Paul Davies, who works in the Research and Technology Group at Boeing, shared results from a pilot program that the company conducted along with researchers from Iowa State University, in which individuals were asked to assemble a mock airplane part, with 30 parts and 50 assembly steps. One group used text-based instructions displayed on a computer monitor a few steps from the assembly table; a second group utilized the same document on a tablet computer right next to them on the assembly table; and a third group employed a prototype AR view, using a tablet that they could hover over the parts to visualize each assembly step.

Each person was asked to assemble the part twice. The group using the instructions displayed on the computer monitor made an average of eight errors on the first try and four on the second. The group using the AR instructions? It made just one error, on average, on the first try and zero on the second. If Boeing moves beyond this kind of rudimentary AR test, it seems likely it would use the technology with hands-free devices, such as glasses. Earlier this year, the company posted a video describing how employees are trying out Google Glasses to guide them through the steps for assembling a wire harness. This lets them rely on voice commands and visual instructions displayed through the glasses, rather than on their existing paper-based directions.

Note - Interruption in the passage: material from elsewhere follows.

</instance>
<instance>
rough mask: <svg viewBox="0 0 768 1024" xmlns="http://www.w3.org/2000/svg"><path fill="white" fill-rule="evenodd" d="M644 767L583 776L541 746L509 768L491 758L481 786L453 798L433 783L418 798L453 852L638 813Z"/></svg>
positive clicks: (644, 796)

"The 787 is the most complicated plane we've ever built," Davies said. "But [assembly] instructions are still conveyed in 2D."

A single assembly error can cost Boeing hundreds of thousands of dollars to rectify, he said, "so if you scale [AR] out, we're talking about a huge value for us."

The potential is very exciting, but Bob Meads, the CEO of a company called iQagent—which designs AR displays and interfaces for factory maintenance workers—provided a little dose of reality when it comes to the basic wireless networking required to support AR systems that leverage sensor networks and data-rich video streams. Some of the companies that he works with still have archaic rules, he said, such as not allowing cameras to be carried onto the factory floor (due to concerns regarding the protection of intellectual property), while others have yet to even install wireless networks within their facilities.

So for all the talk and hype about the Industrial Internet and Industry 4.0, it was a reminder that manufacturing companies are not all on the same page.

Mary Catherine O'Connor is the editor of Internet of Things Journal and a former staff reporter for RFID Journal. She also writes about technology, as it relates to business and the environment, for a range of consumer magazines and newspapers.